Aus diesem Gesichtspunkt ist übrigens auch die musikalische Diskussion über „historische Aufführungspraxis“ eher absurd: als könnten wir noch hören, wie zur Zeit des Barocks gehört ward, als hätten wir nicht längst die Hörerfahrung städtischen Lärmens in unsere Erfahrung als Musik integriert. Vielleicht mögen sie ja in der weiteren Ausarbeitung ihrer dritten Heidelberger Poetik-Vorlesung auch nochmals Bezug darauf nehmen, was Perkampus in der Diskussion zur der Ersten Vorlesung beim Turmsegler als „Epigonenhafte Dichterei“ bezeichnete; das würde mich deshalb sehr interessieren, weil es in der hitzigen Diskussion irgendwie untergegangen zu sein scheint.Sie spielen auf das „grässliche Epigonentum“ an, das >>>> perkampus in meiner lyrischen Arbeit ausgemacht haben will. >>>> Hier hat er seine Ansicht ja noch geschärft. Ich halte das für Unfug, auch einen so ungebrochenen Genie-Begriff (ein gebrochener Geniebegriff wiederum kann gute Gründe für sich reklamieren); und daß „das Genie in seiner Originalität und Einzigartigkeit repräsentativ ist für alle Subjekte“ halte ich für auch aussagelogisch falsch; damit der Satz richtig ist, müßte er von ebender Identität ausgehen, die doch gerade bestritten wird. Aber ich denke, ich habe meine Antwort >>>> dort schon deutlich genug gegeben (in II,2: „Moderne Hirnforschung“).
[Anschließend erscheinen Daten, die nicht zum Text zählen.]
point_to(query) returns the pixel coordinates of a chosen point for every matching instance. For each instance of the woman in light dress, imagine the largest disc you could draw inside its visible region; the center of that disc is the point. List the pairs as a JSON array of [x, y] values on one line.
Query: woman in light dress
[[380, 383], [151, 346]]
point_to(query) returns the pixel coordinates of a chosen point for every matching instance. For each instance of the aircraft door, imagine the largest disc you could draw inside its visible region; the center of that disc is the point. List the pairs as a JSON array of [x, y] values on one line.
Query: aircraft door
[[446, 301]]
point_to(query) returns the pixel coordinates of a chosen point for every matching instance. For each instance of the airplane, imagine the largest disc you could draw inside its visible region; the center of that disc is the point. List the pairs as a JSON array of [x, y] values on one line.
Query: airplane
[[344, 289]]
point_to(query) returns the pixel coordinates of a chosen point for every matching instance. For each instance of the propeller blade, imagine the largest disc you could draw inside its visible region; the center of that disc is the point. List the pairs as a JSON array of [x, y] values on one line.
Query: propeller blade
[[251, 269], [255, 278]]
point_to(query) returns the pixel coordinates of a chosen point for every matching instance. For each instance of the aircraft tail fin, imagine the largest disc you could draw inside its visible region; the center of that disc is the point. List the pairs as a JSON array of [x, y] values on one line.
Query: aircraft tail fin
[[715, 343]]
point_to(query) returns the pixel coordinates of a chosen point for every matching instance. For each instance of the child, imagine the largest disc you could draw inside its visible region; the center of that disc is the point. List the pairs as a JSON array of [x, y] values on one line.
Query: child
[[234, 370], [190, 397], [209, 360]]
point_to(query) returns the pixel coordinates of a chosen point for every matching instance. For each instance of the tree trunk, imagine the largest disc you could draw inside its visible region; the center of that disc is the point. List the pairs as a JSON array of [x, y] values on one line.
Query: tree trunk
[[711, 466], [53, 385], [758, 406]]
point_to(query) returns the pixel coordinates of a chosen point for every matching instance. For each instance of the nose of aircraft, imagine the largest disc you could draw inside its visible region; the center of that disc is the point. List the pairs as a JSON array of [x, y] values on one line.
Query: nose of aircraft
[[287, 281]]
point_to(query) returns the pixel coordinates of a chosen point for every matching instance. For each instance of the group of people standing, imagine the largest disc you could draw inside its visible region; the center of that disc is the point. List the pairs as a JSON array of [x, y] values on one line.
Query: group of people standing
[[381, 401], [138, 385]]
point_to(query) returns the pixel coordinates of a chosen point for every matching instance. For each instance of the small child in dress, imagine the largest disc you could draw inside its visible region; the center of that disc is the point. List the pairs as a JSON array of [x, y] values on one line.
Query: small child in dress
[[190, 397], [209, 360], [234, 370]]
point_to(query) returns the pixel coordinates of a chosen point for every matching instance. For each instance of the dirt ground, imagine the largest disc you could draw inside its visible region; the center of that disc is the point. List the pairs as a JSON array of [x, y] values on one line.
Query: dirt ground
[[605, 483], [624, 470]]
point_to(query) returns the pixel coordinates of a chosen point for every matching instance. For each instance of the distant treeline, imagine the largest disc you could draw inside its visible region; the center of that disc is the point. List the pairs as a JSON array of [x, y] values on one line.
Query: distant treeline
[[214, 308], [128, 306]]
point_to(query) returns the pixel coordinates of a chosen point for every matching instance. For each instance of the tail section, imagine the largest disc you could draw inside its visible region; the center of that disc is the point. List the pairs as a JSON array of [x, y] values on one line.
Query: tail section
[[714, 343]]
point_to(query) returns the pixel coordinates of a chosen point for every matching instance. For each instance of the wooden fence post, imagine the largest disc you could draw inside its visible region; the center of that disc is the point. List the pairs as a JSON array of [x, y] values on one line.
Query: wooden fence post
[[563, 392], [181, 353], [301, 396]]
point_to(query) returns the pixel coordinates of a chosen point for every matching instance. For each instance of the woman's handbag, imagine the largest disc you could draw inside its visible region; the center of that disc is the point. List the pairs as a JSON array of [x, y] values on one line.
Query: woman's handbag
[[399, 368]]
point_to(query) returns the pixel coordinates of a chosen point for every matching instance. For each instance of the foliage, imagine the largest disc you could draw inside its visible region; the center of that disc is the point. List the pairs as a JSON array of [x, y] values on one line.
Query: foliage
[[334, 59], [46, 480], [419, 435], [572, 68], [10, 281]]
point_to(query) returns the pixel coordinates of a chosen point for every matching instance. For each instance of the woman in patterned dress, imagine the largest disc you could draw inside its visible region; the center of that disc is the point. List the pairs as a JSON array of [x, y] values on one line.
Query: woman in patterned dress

Wie auch immer, in der Dritten Vorlesung hat das Thema keinen Platz, da sich meine Vorlesungen ganz bewußt auf eine erzählende und darin vor allem eine nach-postmoderne Roman-Ästhetik fokussieren; um Normatives zu Lyrik sagen zu können, bin ich noch zu sehr lyrisches Greenhorn.